Pollutants found even atop Everest

/ Source: Discovery Channel

Though climbing Mount Everest has always been potentially dangerous for your health, now even the snow is toxic, report researchers of the University of Southern Maine.

SEE ALSO: Risky Expedition Planned to Clean Up Everest

While still a chemistry student, hiker Bill Yeo conducted the survey by collecting samples as he climbed most of the way up Everest.

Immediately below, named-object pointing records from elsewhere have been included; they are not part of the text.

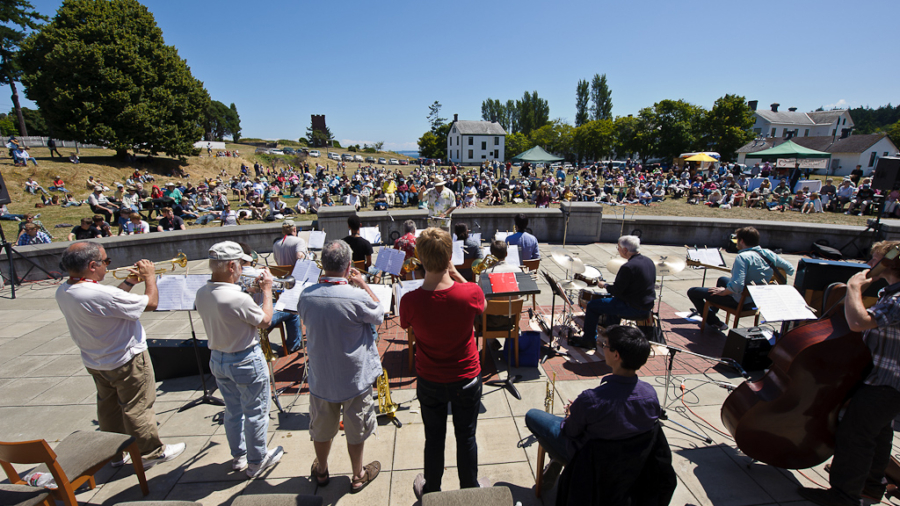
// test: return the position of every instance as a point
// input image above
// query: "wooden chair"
(501, 307)
(738, 312)
(76, 459)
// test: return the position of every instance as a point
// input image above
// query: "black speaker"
(748, 347)
(887, 174)
(4, 192)
(174, 358)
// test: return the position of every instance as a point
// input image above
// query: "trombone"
(124, 272)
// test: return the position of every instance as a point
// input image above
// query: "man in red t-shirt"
(442, 313)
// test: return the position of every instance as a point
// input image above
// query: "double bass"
(789, 417)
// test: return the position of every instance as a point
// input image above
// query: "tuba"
(484, 264)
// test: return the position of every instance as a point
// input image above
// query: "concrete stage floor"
(48, 394)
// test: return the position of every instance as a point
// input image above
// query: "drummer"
(632, 293)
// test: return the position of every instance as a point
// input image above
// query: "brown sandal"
(314, 472)
(371, 472)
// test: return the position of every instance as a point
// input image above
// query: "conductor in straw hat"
(441, 201)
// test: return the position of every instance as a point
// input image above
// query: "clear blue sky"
(373, 68)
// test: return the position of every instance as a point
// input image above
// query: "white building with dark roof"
(775, 123)
(474, 142)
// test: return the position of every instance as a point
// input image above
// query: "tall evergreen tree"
(101, 74)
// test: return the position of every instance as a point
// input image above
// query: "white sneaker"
(272, 457)
(170, 453)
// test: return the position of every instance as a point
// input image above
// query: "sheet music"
(289, 299)
(371, 234)
(390, 260)
(316, 239)
(708, 256)
(458, 254)
(401, 290)
(177, 292)
(306, 271)
(779, 303)
(384, 293)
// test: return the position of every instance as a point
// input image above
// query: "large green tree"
(601, 98)
(102, 74)
(727, 125)
(16, 18)
(582, 99)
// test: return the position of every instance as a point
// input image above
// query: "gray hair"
(336, 256)
(632, 243)
(79, 256)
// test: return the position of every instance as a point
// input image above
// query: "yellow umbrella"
(700, 157)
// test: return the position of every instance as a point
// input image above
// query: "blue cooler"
(529, 349)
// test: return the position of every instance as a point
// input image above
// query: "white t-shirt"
(286, 249)
(103, 322)
(229, 316)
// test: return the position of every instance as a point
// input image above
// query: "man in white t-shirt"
(104, 323)
(289, 248)
(231, 319)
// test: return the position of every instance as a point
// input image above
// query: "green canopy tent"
(788, 149)
(537, 155)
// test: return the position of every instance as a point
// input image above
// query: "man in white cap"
(441, 201)
(231, 319)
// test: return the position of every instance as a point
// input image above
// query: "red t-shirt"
(443, 320)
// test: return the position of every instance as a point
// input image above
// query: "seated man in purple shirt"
(621, 407)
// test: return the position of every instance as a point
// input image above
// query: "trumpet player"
(231, 319)
(104, 323)
(344, 362)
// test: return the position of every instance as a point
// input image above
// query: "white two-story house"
(473, 142)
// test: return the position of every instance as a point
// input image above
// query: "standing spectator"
(340, 321)
(231, 319)
(441, 313)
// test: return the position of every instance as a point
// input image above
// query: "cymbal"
(614, 264)
(572, 284)
(567, 261)
(666, 266)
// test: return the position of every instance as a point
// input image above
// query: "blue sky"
(373, 68)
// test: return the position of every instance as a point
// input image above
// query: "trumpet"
(485, 264)
(124, 272)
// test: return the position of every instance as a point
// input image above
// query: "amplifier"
(175, 358)
(748, 347)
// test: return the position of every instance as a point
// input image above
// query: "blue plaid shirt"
(884, 340)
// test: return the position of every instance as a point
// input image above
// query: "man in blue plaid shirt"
(864, 434)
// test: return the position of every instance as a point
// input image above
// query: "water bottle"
(41, 480)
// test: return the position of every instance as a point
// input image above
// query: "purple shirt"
(619, 408)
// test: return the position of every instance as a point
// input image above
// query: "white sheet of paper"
(390, 260)
(401, 290)
(458, 253)
(316, 239)
(779, 303)
(384, 293)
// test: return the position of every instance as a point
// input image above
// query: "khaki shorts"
(325, 418)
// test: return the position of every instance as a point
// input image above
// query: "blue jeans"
(614, 308)
(243, 379)
(291, 328)
(546, 428)
(464, 398)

In the journal Soil Survey Horizons, he and his professor Samantha Langley-Turnbaugh report that the higher Yeo climbed, the more contamination he encountered, indicating wind-driven pollution from industrialization in Asia is to blame.

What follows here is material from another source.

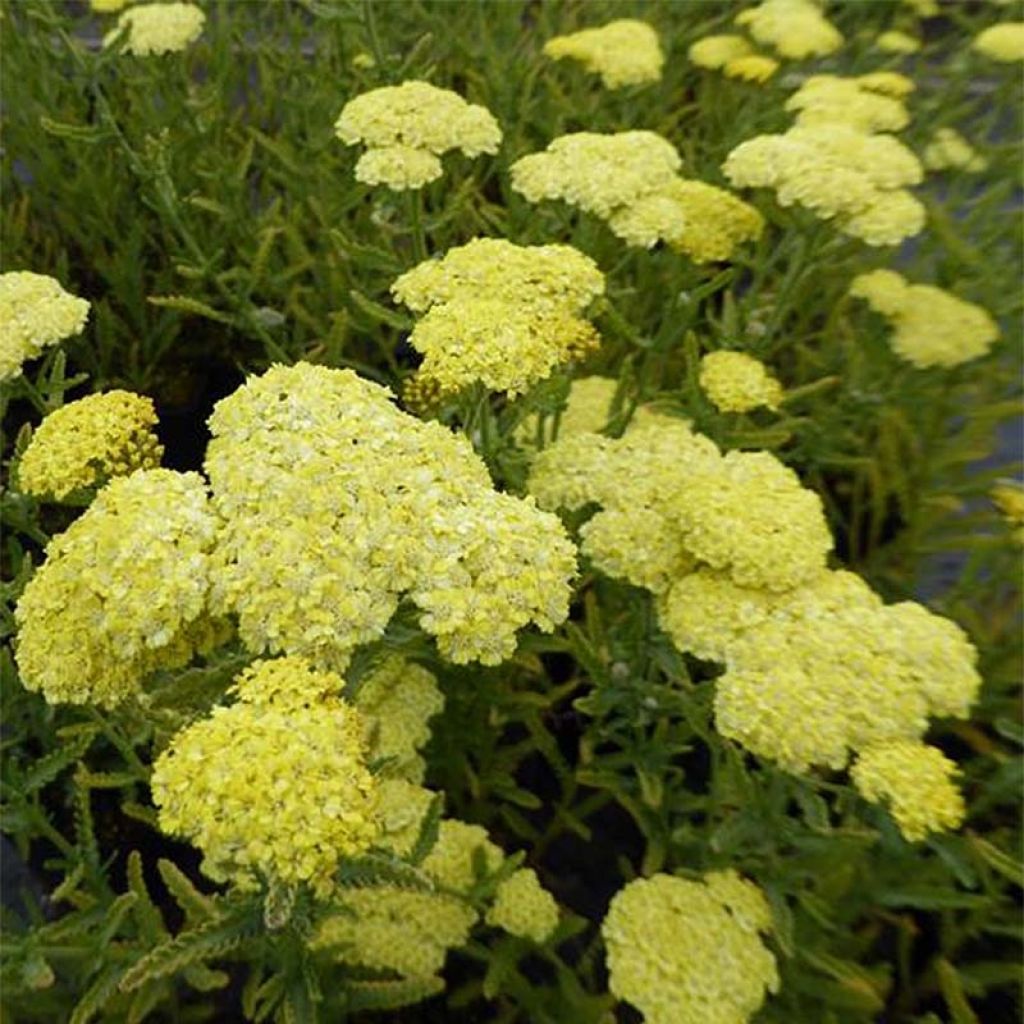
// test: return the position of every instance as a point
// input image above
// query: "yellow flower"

Between 17,500 and 25,400 feet in elevation, the snow and soil samples they tested exceeded the U.S. Environmental Protection Agency's tolerance levels for both arsenic and cadmium.

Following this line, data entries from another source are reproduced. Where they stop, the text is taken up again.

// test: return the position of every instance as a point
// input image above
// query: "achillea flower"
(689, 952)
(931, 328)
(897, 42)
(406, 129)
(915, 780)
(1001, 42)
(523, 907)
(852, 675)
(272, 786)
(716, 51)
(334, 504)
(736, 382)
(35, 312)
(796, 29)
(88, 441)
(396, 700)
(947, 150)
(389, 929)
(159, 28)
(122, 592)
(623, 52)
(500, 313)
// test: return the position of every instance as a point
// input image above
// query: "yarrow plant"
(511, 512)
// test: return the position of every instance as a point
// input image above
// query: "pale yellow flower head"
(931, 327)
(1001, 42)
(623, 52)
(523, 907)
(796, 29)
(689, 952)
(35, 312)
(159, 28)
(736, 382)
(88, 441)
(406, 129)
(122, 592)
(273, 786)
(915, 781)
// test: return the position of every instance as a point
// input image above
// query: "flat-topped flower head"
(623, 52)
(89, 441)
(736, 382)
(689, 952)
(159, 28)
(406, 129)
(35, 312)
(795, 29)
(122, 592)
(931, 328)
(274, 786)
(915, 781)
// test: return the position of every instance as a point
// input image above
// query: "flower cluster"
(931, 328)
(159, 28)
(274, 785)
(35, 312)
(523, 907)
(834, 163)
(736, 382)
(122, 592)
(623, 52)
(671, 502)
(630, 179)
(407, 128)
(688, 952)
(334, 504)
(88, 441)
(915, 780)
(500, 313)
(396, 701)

"Arsenic is associated with bladder, skin, and kidney cancer, while cadmium is linked to lung and prostate cancer through the ingestion of contaminated food and water. Both are the by-products of fossil fuel combustion," reports the Soil Science Society of America.

SEE ALSO: Expedition Sought to Find George Mallory's Camera

Though there is no indication as of yet that the toxic metals are finding their way down the mountain and into local drinking water, one-tenth of the world’s population relies on mountain snowpack as their sole source of fresh water, according to the press release for the study.

"Understanding the amount of pollutants in soil and snow is critical to maintaining the quality of alpine water sources," the scientists report.

For now, hikers in the Himalayas are advised not to drink melted snow at altitudes.